Asian Discrimination in America

Claire Yu
Asian Discrimination in America Claire Yu is twelve years old, has a twin, and likes origami, dancing, and reading.

“I grew up reading princess stories, just like every other little girl in America. There seems to be no problem, but there is. American princesses are the classic “white” beauty queen: tall, fair skin, big blue eyes, blonde hair, long eyelashes, etc. Every little girl in America grows up learning and trying to live up to the “white” definition of beauty. I was one of them.”

China is not the only country in Asia. Yet, from the time I was just six years old, random children would walk up to me on the playground and ask if I was Chinese. The prospect of being greeted with a rude, outright racial question without a “hello” or “how are you” was never very appealing. It was –– and still is –– quite tiring to explain to those many children that, no, I am not Chinese, I am American: Korean-American. In my twelve years of life as a Korean-American, I have experienced much prejudice and racial stereotyping based on the color of my skin and my ethnicity.

From the tender age of four, as a minority in my pre-kindergarten class, I have realized what a different person I appear to be. The class bully, Abigail, was harassing me for looking different than the people she had grown accustomed to seeing. She was only a child, and probably influenced by her parents, but she apparently felt that I had no right to be with people who looked so much “better” than me. She would say things like, “You can’t sit here because I have a big nose and you have a small one.” I was confused and wondered why she would be proud of a large nose, which I thought meant “nosy.”

As I grew older I became the top of my class, and was known as a nerd, geek, bookworm, and smart. Even at ballet class, where everyone else was in 8th grade and hardly knew what grade I was in, my peers said I was smart. Imagine my astonishment when I realized why. “And I know you’re smart,” they said, “ because you’re Asian.” I hardly knew what to say. Technically, it was meant to be a compliment, but their remarks still made me uncomfortable. I would appreciate my achievements much more if people knew I worked hard for the results, not because the work was naturally easy or something I enjoyed doing.

Only last summer, I was playing tennis when a group of boys passed by the tennis court. Apparently enraged that my sister and I got to play tennis while they couldn’t, they began to jeer and mock us, and threw stones and nails and even a gallon jug of water that completely drenched me over the fence. They began to yell something to the effect of the classic “Ching Chong Chinaman” taunt and “… chopsticks with white rice.” They also attempted (and failed miserably) to imitate the Chinese language. While very maddening, it was also slightly ironic that they didn’t even know if we were Chinese.

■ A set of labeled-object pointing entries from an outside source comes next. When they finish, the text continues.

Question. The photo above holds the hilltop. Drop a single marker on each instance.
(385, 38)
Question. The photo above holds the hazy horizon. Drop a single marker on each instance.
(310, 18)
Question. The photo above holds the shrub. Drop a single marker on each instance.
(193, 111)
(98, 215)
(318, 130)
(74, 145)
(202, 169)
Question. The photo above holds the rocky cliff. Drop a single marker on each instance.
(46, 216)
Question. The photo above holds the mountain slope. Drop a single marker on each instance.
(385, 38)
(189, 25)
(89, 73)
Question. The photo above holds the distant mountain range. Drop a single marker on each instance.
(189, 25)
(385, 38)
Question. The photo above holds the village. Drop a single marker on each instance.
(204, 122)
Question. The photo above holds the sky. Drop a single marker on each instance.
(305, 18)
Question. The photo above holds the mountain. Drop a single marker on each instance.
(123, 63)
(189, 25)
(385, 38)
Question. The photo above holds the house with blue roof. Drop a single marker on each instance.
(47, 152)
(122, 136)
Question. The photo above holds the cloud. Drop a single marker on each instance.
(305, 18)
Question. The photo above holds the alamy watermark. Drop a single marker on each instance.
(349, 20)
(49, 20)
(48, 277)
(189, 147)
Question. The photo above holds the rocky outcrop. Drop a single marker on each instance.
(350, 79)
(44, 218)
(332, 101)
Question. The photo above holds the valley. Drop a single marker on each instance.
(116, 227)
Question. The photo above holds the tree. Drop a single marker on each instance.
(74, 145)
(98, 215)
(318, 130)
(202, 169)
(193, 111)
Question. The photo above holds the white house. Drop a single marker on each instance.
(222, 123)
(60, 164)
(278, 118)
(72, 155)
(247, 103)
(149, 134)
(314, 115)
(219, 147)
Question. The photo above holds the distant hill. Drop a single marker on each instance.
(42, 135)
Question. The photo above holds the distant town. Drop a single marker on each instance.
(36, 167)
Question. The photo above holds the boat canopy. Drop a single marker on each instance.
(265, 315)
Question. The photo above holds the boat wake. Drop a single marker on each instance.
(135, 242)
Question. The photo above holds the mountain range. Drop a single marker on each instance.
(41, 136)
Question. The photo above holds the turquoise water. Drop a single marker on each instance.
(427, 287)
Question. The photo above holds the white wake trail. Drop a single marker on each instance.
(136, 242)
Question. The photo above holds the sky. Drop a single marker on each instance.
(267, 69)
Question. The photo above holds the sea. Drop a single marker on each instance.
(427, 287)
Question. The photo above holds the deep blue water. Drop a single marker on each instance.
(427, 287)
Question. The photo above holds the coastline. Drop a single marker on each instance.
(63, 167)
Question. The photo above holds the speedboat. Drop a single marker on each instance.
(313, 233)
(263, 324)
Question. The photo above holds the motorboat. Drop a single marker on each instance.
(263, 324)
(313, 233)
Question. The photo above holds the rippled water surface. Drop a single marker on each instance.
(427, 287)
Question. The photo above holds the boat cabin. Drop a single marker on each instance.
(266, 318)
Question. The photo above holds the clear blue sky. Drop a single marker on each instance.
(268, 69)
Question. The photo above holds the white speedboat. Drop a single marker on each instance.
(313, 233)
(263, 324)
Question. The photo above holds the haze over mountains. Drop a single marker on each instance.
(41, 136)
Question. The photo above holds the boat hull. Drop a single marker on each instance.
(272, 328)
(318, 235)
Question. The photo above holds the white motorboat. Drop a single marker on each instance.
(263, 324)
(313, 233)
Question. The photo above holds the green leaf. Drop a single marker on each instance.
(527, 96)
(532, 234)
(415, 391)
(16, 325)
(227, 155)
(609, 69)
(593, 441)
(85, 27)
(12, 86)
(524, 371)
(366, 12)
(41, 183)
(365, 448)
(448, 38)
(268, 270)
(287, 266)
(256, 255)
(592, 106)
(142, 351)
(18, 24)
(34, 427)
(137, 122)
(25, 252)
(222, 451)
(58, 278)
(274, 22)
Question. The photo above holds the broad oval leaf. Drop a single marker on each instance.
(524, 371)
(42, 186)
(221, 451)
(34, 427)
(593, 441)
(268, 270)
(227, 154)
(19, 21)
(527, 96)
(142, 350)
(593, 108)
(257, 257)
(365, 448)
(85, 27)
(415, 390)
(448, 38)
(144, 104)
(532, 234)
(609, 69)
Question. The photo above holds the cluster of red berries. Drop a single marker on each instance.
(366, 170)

I grew up reading princess stories, just like every other little girl in America. There seems to be no problem, but there is. American princesses are the classic “white” beauty queen: tall, fair skin, big blue eyes, blonde hair, long eyelashes, etc. Every little girl in America grows up learning and trying to live up to the “white” definition of beauty. I was one of them. Still, it’s no use if anyone tells me I’m beautiful, because I don’t (and can’t) believe it.

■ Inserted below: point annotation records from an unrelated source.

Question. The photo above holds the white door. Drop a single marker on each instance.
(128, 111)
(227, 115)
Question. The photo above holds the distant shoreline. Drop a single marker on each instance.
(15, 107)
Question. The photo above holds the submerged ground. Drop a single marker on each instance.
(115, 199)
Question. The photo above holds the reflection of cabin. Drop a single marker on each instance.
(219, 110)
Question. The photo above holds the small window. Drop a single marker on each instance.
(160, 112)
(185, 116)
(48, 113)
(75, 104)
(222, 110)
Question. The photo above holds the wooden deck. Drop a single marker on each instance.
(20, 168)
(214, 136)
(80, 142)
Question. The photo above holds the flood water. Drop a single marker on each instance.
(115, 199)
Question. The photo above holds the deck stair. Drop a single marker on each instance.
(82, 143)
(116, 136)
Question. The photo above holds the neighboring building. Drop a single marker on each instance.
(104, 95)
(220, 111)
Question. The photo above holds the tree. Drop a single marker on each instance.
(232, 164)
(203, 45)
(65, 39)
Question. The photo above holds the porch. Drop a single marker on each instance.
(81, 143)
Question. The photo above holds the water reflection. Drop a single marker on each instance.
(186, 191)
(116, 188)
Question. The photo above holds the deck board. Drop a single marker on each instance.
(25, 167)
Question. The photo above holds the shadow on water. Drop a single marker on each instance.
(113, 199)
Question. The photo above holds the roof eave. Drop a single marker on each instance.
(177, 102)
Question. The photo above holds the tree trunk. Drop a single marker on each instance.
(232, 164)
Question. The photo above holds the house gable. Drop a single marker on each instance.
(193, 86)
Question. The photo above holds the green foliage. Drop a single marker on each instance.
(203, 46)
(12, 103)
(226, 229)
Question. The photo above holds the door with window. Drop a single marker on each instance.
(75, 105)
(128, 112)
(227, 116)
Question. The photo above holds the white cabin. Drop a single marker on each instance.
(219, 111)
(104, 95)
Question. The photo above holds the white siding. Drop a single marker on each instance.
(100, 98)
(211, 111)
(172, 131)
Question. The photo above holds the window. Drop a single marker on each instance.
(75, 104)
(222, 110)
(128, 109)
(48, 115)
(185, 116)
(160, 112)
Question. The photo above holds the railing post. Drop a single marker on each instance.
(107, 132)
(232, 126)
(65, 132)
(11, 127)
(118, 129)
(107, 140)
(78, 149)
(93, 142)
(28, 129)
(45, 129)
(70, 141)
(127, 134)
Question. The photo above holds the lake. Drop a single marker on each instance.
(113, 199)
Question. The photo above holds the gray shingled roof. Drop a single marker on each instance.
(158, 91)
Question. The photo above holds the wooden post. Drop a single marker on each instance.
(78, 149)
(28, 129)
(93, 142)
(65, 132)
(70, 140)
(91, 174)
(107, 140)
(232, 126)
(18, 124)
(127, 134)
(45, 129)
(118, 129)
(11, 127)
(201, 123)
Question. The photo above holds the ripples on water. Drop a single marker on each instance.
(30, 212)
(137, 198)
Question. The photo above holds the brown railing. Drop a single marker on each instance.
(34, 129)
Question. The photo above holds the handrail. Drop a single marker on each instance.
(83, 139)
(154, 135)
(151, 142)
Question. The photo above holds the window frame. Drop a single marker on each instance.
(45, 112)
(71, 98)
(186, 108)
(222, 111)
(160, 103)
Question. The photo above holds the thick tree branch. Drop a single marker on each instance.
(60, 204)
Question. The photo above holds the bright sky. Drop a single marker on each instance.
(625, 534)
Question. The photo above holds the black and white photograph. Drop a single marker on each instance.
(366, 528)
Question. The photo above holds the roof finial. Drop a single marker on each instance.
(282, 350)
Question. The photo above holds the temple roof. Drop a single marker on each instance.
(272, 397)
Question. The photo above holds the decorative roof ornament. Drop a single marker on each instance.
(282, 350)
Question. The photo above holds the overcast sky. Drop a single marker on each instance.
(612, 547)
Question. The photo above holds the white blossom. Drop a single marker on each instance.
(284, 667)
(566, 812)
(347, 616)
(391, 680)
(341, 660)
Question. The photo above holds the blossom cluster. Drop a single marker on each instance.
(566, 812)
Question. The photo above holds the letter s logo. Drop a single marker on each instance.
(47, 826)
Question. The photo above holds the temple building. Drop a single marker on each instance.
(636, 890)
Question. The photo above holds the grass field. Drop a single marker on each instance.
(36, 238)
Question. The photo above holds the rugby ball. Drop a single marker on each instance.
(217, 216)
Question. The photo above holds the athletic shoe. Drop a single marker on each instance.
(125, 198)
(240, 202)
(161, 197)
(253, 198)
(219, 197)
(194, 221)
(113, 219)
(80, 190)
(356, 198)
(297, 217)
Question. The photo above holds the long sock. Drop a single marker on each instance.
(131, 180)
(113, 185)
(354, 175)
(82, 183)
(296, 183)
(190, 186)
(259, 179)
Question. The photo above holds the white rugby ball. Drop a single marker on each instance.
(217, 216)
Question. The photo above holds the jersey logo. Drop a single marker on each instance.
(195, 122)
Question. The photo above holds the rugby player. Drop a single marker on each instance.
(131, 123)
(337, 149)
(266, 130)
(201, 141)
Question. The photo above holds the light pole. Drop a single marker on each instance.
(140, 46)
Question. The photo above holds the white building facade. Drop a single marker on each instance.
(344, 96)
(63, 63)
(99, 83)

When I was in pre-kindergarten, my classmates would tell me how they told my twin and I apart. “You have squinty eyes, and she has bigger eyes,” they would tell me cheerfully, never knowing how much that upset me. No one would like to be called “Squinty Eyes,” yet my classmates expected me to accept, and even enjoy, that horrible title. Furthermore, the phrase “fair skin” is a phrase that I find racially discriminating. Fair skin means you have light colored skin, and, by default, beautiful skin. My skin color is what people would refer to as “yellow” –– a skin color often seen as sickly –– so I obviously do not enjoy being called “yellow.” But, my skin is not “fair”… which leaves me wondering, if you don’t look “white,” do you have unfair skin? Is your skin not beautiful?

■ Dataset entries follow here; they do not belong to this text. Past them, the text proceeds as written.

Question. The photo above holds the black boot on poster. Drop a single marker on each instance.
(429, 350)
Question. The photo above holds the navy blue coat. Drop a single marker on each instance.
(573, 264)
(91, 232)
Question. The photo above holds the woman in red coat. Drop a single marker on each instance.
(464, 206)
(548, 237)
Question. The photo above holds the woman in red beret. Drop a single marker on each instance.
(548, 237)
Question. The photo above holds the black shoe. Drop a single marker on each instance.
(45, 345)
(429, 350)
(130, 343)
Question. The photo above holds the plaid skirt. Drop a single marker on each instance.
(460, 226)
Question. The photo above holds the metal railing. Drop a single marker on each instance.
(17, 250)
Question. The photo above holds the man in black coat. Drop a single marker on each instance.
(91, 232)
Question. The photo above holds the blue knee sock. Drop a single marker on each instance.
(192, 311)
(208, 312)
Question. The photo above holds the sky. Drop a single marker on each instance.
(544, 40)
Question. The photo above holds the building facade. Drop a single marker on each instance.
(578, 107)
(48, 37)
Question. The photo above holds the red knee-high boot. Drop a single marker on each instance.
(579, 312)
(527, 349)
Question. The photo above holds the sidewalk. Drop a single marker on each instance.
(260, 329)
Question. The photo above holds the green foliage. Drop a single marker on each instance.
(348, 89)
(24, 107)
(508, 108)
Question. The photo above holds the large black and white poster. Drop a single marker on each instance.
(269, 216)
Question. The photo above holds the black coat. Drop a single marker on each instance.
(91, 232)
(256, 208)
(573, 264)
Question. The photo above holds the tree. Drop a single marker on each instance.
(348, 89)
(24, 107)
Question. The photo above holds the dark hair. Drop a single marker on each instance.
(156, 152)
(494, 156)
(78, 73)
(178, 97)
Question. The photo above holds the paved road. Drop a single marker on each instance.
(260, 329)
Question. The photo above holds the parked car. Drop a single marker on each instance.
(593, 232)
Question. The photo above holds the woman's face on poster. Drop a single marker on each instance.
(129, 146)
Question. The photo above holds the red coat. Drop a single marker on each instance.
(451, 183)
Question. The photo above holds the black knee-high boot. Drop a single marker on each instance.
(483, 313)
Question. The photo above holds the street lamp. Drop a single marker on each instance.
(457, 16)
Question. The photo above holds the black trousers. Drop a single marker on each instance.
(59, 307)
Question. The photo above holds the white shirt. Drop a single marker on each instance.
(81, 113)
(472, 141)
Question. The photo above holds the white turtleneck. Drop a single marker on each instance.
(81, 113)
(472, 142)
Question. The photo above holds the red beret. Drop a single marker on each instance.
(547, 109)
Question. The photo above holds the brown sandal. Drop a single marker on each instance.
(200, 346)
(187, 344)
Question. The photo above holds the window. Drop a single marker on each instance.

Kids shouldn’t participate in stereotyping and racism. Sadly, many innocent children unknowingly take part in racist habits by copying their parents’ stereotypical actions, and impulsively exclude friends who are racially different. When kids engage in these habits, they think they’re normal, but as they get older they continue their racism and stereotyping on a broader scale. My experiences as a Korean-American proves that prejudice against Asian- Americans still exists. The boys from the tennis court and Abigail from my pre-kindergarten class should know how their actions make people feel, and how their insults feed into a larger, deeper ingrained system of racism. If everyone was loving and understanding, we could all live together nicely, respecting and valuing each other’s differences. If we all dream this dream of the world as one big loving family, than perhaps that dream will become reality.